Post-Trade Analysis of Yesterday’s AP Hack!

And How Gatekeeper Fared…
One concern that I’ve noticed amongst options traders is their reluctance to auto-quote. Auto-quoting is the usage of an options model to send buy and sell orders in terms of volatility rather than outright market prices. Doing this is useful for traders who want to buy and sell at specified volatility points across an entire option chain, and they often times delta hedge directly into the underlying whenever their auto-quoting orders are filled.

The fear from auto-quoting comes from slow or latent systems getting hit on multiple strikes whenever a “book sweep,” or rapid repricing of the underlying, occurs. Auto-quoting computer systems need to do up to four Black-Scholes (or insert your favorite model) calculations for every single strike that they’re auto-quoting in, and then get change orders back out on the wire to the matching engine. If you’re quoting in 10 different underlyings, each with 40 live strikes under fast market conditions, you could be having to do up to 1600 partial differential equations per repricing. This in combination with messaging overhead, automated order logic, and user-interfaces can bring even the most powerful trading computers to their knees in fast market conditions! In other words, auto-quoting systems have historically tended to fail right when they’re needed the most!

Market conditions like yesterday’s False Tweet coming from Associated Press can be incredibly expensive in the first place, and a failure or freeze of an auto-quoting system could be catastrophic. The following is a recount of my experiences using SD Gatekeeper during the crash.

First a bit of background: I’ve been at a client site for the past week testing the next generation of tools we’re building. I sit in a small office right next to the traders that are using it and I spend most of my time babysitting algorithms and communicating with the developers about any bugs or performance issues with the software. In the meantime, the traders are using Gatekeeper to make 2 sided markets. Due to the proprietary nature of my customers’ trade and my duty to protect their trade secrets, I will not be disclosing what markets they were participating in however I can share the following pieces of data:

  • At the time of the crash, they were making 2 sided markets in 6 different markets, 5 of which were severely impacted by the crash.
  • All of the auto-quoting was taking place on a client machine several milliseconds away from the CME.

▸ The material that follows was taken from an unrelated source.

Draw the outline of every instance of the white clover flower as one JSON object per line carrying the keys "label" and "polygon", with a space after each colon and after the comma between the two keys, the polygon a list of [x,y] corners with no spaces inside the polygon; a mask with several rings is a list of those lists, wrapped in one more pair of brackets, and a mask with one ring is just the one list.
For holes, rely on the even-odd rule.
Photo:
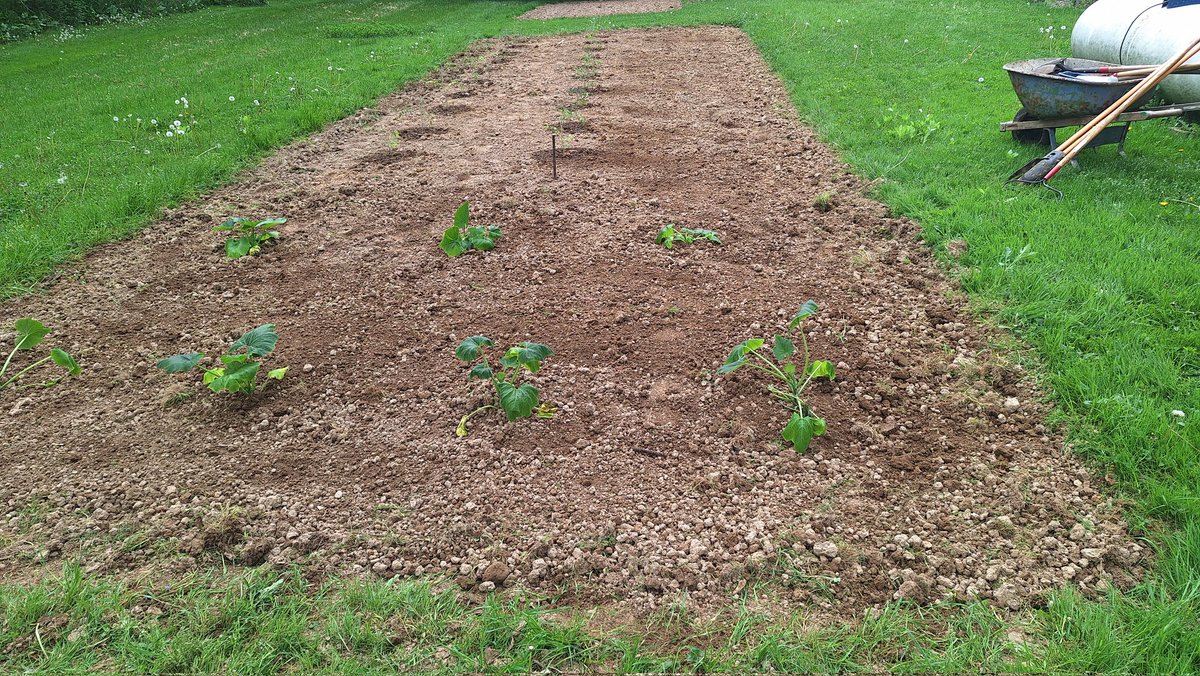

Around 10:00 AM PST, we observed a massive sell off in the E-Mini S&P. Though the exact events that took place from there are both a bit hazy to me due to the activity and strictly confidential, the important piece of information is that several minutes had passed between when the crash began to take place and when we finally pulled our orders. This sounds like all of the makings of disaster, but not so.

Blue Horseshoe Loves Gatekeeper

During the entire period of heightened market activity, Gatekeeper was successful in moving its orders out of the way and NOT ONE SINGLE ORDER was filled at a bad price. While there was a brief lockup of the User Interface, the auto-quoting functionality performed flawlessly even during the lockup.

For the tech geeks who want to understand how this is possible, I’m going to go into my analysis of the log files and subsequent stress testing and code profiling that my developers did. Casual readers my want to stop at this point, and I don’t blame you.

For the tech people:

Gatekeeper is an adapter-centric front end that uses a handful of assemblies. Namely, Gatekeeper, GKAPI, Strategies, and its adapters. All of the adapters inherit from our adapter base class to make it easy for us (and third-party developers) to add exchange connectivity and additional execution venues. All prices, orders, and business logic are then normalized into our concept of instruments, orders, prices and such in the GKAPI. Gatekeeper is simply a dumb UI implementation of the GKAPI. The strategies; Formula (autoquoting), Bookstackers, and Spread Bandit are all separate assemblies that use the GKAPI.

From a threading standpoint, we have a thread for each adapter, one for strategies, one for logging, and one for the UI. There other background workers doing various other tasks but for the purpose of this article, these are the relevant ones. The only one that became overwhelmed was the UI, and as we later found out, some of that wasn’t our fault.

In the form used yesterday, there were three supported adapters active; XTAPI, CTS, and Risk Server, however only the CTS Adapter was in use for auto-quoting purposes at the time of the crash.

For load-balancing purposes, CTS places limits on how often you can add or change orders to 50 orders per second but places no limitations on how many orders you can cancel. To prevent us from having our orders rejected, our adapter keeps track of how many changes and adds we’ve sent in a given second and cancels any order that “wants to change” after we’ve begun to approach our limit. We then add new orders at the requested change prices at a metered rate, as the adapter allows so that the user basically sees a changed order when in reality they were canceling, waiting, and replacing.

Under market conditions like yesterday, this essentially means that we were only slightly participating in the market (no more than 50 of our thousands of orders were active in the market at any given time).

Had we been using a DMA solution with co-location, we would have been fast enough to keep up anyways because our formula engine, FAST decoders and FIX engine have all been designed to accommodate for rapid repricing and mass-quoting. We take advantage of things like kernel bypass, scheduler optimizations, and iLink session spinning to bypass the limitations of 3rd party API’s.